Question 3: Convert C to Assembly Code [40%]
Now, combine your understanding of snippets S1, S2 (from the assignment 2 handout) and S4 to
do the following with this piece of C code:
struct S {
int x[2];
int *y;
struct S *z;
};
int i;
int v0, v1, v2, v3;
struct S s;
void foo() {
v0 = s.x[i];
v1 = s.y[i];
v2 = s.z->x[i];
v3 = s.z->z->y[i];
}
1. Implement this code in SM213 assembly, by following these steps:
(a) Create a new SM213 assembly code file called q3.s with three sections, each with its
own .pos: one for code, one for the static data, and one for the “heap”. For example:
.pos 0x1000
code:
.pos 0x2000
static:
.pos 0x3000
heap:
(b) Using labels and .long directives allocate the variables i, v0, v1, v2, v3, and s in
the static data section. Note the variable s is a “struct S” and so to allocate space
for it here you need to understand how big it its. This section of your file should look
something like this (the ellipsis indicates more lines like the previous one):
.pos 0x2000
static:
i: .long 0
v0: .long 0
v1: .long 0
v2: .long 0
v3: .long 0
s: .long 0
…
(c) Now initialize the variables s.y, s.z, s.z->z, and s.z->z->y to point to
locations in “heap” as if malloc had been called for each of them. For each y array,
allocate two integers.
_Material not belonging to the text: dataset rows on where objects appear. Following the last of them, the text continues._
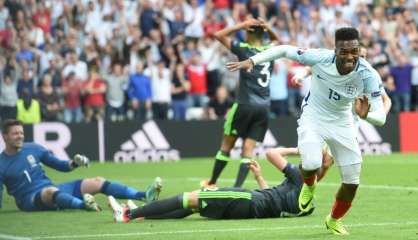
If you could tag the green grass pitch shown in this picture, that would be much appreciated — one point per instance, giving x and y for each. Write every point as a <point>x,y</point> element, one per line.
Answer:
<point>386,206</point>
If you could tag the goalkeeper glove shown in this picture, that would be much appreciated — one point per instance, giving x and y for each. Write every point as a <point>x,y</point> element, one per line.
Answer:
<point>80,160</point>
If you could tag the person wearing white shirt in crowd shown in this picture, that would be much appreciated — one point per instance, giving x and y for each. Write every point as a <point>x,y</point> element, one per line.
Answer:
<point>75,65</point>
<point>160,88</point>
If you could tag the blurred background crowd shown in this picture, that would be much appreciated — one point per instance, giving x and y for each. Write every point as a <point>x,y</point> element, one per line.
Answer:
<point>84,60</point>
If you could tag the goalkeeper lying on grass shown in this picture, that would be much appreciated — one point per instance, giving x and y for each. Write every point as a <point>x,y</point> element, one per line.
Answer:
<point>25,180</point>
<point>232,203</point>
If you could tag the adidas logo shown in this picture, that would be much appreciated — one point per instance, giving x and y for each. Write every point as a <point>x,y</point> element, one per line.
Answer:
<point>259,150</point>
<point>146,145</point>
<point>370,141</point>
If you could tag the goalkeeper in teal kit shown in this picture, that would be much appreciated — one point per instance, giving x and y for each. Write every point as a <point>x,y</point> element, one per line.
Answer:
<point>22,174</point>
You want to create a snapshot of what memory would look like
after the program has executed these statements:
s.y = malloc(2 * sizeof(int));
s.z = malloc(sizeof(struct S));
s.z->z = malloc(sizeof(struct S));
s.z->z->y = malloc(2 * sizeof(int));
You must assign labels to each of these things. In order for the auto-grader to
recognize your solution you must follow our labeling scheme (i.e., use variable name
for labels i, v0, v2, v3, and s and use labels like s_z_z to refer to s.z->z). For
example, after the first malloc runs, maybe the memory looks like this:
s: .long 0 # x[0]
.long 0 # x[1]
.long s_y # y
…
heap:
s_y: .long 0 # s.y[0]
.long 0 # s.y[1]
(d) Implement the four statements of the procedure foo (not any other part of the
procedure) in SM213 assembly in the code section of your file. Comment every line
carefully. NOTE: you can not use any dynamically computed addresses as constants in
your code. So, for example, you cannot use the labels s_y, s_z etc. in your code.
(e) Test your code.
2. Use the simulator to help you answer these questions about this code. The questions ask
you to count the number of memory reads required for each line of foo(). When
counting these memory reads do not include the read for variable i (nor the instruction
itself).
(a) How many memory reads occur when the first line of foo() executes?
(b) How many memory reads occur when the second line of foo() executes?
(c) How many memory reads occur when the third line of foo() executes?
(d) How many memory reads occur when the fourth line of foo() executes?
What to Hand In
Use the handin program. The assignment directory is ~/cs-213/a4, and it should contain
the following files (and nothing else).
1. For Question 1: q1a.txt, q1b.txt, q1c.txt, q1d.txt, q1e.txt and greet.c,
containing your answers to parts (a) through (f) respectively.
2. For Question 2: BinaryTree.c and Makefile.
3. For Question 3: q3.s, containing your implementation of Part 1, and q3a.txt,
q3b.txt, q3c.txt, and q3d.txt containing your answers to the questions in Part 2.
The text files should contain your answers as numbers without any explanation to make it
easy for the auto-marker to read your answer.